For many baby boomers a high-deductible health-insurance plan with a big out-of-pocket maximum may not be the best health insurance option. But for 59-year old Sam Gibbs it turned out to be just what the doctor ordered when he decided to switch jobs, because he had a health savings account.
"As part of my exit package, I negotiated to divert some of my vacation pay and other pay into my HSA," said Gibbs, the former president of government systems at eHealth.
When he left eHealth last year, Gibbs was able to take that tax-free cash in his HSA account and use it to pay for continuing COBRA coverage, because it was considered as a qualifying life change under IRS rules.
"I was eligible to pay my COBRA payment out of my HSA, which was pretty good, since my COBRA premiums were $1,600 a month," for his family plan, Gibbs explained.
With a traditional or HMO health plan and a flexible spending account, he would not have had that option.
Unlike an FSA, health savings account funds don't expire at the end of the year, and HSAs are portable when you change jobs or insurers.
"I think health savings accounts are a hidden gem in this environment," Gibbs said.

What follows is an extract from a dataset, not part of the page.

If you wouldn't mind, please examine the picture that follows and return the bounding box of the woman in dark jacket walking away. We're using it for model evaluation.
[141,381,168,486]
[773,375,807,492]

Health savings accounts, or HSAs, are available for people less than 65 years old with high-deductible employer or individual health insurance coverage, including Obamacare plans. The plan must have a deductible of $1,300 or more for an individual, and $2,600 or more for family coverage.
For 2017, high-deductible plan members can save up to $3,450 in an individual HSA, with tax-free contributions of their own or from an employer. For family plans, the maximum HSA contribution is $6,700. Baby boomers 55 years or older can make an additional $1,000 catch-up contribution.
"Those that tend to spend more on health care may want to consider a traditional PPO [plan] or HMO," said Jen Clark, data scientist at benefits firm Benefitfocus.
Yet, as health costs continue to rise, more employers are now offering high-deductible plans that can carry lower premiums. Benefitfocus research found when offered a choice between a traditional and high-deductible plan, most younger workers chose the latter.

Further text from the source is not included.